- White Lake Location within New York White Lake Location within the United States
- Coordinates: 43°32′9″N 75°8′42″W﻿ / ﻿43.53583°N 75.14500°W
- Country: United States
- State: New York
- County: Oneida
- Town: Forestport

Area
- • Total: 2.43 sq mi (6.30 km^{2})
- • Land: 2.05 sq mi (5.31 km^{2})
- • Water: 0.38 sq mi (0.99 km^{2})
- Elevation: 1,430 ft (436 m)

Population (2020)
- • Total: 121
- • Density: 59.0/sq mi (22.78/km^{2})
- Time zone: UTC-5 (Eastern (EST))
- • Summer (DST): UTC-4 (EDT)
- ZIP Codes: 13494 (Woodgate); 13338 (Forestport);
- Area codes: 315/680
- FIPS code: 36-81644
- GNIS feature ID: 2806955

= White Lake, Oneida County, New York =

White Lake is a census-designated place (CDP) in the town of Forestport, Oneida County, New York, United States. It was first listed as a CDP prior to the 2020 census.

The CDP is in northeastern Oneida County, at the southwestern edge of the Adirondacks. It is in the northern part of the town of Forestport and surrounds White Lake, the outlet of which flows south through Bear Creek and Woodhull Creek to the Black River at Woodhull. The White Lake CDP includes part of the hamlet of Woodgate.

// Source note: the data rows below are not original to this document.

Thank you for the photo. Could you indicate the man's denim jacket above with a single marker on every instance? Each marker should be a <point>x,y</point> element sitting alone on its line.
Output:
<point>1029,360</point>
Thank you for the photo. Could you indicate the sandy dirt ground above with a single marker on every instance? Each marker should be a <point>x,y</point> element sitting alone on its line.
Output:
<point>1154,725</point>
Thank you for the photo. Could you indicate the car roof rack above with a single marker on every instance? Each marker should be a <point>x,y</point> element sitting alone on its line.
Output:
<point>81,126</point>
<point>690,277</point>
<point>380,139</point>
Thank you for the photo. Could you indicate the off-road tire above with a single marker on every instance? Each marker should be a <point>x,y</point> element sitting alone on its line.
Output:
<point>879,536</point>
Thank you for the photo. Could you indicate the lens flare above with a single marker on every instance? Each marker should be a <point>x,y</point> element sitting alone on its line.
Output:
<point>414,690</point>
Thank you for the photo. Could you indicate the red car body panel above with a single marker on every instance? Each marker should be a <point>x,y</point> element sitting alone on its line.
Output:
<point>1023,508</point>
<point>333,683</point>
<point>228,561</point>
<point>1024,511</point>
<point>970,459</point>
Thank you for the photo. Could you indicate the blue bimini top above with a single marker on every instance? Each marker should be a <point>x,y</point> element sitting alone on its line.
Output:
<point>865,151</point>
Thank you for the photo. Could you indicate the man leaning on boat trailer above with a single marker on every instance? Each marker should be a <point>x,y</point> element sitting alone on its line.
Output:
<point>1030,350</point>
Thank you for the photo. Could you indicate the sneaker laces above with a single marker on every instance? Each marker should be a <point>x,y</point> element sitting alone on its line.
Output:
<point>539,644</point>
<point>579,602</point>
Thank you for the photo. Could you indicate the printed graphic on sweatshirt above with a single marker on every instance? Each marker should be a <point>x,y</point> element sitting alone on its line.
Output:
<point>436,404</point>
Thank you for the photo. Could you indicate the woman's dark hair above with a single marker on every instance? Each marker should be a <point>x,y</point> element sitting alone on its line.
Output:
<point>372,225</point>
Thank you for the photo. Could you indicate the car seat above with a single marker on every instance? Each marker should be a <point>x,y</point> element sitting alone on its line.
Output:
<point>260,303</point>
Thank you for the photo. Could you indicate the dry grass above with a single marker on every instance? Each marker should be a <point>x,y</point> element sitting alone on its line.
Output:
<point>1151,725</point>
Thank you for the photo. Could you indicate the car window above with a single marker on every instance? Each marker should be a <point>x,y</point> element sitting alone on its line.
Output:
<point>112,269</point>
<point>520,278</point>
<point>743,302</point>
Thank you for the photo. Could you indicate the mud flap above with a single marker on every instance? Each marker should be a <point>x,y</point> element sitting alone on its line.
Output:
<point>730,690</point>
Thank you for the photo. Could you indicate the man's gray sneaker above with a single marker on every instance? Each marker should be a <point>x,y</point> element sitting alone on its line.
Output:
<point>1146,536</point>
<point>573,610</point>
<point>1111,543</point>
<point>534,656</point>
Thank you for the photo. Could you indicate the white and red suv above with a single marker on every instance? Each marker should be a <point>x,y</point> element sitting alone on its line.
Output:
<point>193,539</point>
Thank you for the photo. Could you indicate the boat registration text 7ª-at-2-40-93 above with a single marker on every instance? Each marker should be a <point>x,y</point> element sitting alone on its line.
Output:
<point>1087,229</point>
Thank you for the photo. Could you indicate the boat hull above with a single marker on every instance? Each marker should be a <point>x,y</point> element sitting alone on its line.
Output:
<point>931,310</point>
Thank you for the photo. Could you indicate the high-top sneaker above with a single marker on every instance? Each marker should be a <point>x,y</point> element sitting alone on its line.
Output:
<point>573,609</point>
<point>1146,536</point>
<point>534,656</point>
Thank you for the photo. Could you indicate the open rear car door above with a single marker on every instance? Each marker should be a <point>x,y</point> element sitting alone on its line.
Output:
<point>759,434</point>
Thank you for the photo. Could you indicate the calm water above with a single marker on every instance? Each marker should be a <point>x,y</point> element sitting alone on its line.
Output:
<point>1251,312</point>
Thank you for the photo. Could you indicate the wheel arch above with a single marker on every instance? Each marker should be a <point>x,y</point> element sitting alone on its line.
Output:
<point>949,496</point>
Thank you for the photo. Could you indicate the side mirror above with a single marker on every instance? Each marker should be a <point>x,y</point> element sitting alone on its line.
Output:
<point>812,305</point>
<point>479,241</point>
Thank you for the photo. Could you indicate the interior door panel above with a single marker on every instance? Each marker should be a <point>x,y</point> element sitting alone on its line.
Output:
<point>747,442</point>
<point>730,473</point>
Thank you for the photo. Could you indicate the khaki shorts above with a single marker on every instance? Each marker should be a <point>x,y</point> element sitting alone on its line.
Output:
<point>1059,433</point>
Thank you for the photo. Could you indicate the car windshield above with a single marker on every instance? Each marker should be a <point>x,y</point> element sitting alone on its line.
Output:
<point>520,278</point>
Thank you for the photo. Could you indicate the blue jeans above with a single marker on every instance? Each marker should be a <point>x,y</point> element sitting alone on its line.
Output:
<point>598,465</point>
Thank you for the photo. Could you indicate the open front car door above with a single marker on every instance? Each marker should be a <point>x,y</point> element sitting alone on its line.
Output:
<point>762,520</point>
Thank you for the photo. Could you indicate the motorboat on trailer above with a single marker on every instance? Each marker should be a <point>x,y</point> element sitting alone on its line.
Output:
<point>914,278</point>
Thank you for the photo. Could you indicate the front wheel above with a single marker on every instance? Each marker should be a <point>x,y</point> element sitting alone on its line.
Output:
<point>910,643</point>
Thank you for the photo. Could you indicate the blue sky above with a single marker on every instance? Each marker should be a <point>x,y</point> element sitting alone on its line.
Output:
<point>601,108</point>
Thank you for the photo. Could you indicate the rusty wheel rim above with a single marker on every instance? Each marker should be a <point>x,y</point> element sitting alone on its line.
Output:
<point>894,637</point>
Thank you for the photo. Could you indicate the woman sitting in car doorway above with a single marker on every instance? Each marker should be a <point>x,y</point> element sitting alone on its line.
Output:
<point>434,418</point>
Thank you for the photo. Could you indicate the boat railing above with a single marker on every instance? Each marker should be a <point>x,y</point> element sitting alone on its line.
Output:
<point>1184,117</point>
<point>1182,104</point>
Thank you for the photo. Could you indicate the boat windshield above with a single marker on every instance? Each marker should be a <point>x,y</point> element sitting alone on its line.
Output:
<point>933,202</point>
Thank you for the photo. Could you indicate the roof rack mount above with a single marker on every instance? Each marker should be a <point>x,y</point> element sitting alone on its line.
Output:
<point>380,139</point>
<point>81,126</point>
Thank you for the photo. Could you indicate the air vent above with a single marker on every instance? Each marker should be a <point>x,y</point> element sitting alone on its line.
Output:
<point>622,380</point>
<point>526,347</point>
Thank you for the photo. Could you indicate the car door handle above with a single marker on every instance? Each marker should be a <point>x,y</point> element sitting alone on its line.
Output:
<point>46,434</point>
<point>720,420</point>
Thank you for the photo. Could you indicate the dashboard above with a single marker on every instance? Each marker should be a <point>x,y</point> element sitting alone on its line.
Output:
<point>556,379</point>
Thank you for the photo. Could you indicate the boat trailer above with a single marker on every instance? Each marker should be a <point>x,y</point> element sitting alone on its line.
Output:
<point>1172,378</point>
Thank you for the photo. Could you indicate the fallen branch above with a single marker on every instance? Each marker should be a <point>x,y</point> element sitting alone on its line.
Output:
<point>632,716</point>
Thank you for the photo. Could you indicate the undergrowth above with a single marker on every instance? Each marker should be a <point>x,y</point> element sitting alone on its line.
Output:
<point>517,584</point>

New York State Route 28 runs through the community, leading southwest 10 mi to State Route 12 at Alder Creek and northeast 16 mi to Old Forge. Via NY 12, Utica is 34 mi south of White Lake.

==Demographics==

Historical population
| Census | Pop. | Note | %± |
| 2020 | 121 |  | — |
U.S. Decennial Census

==Education==
It is in the Town of Webb Union Free School District.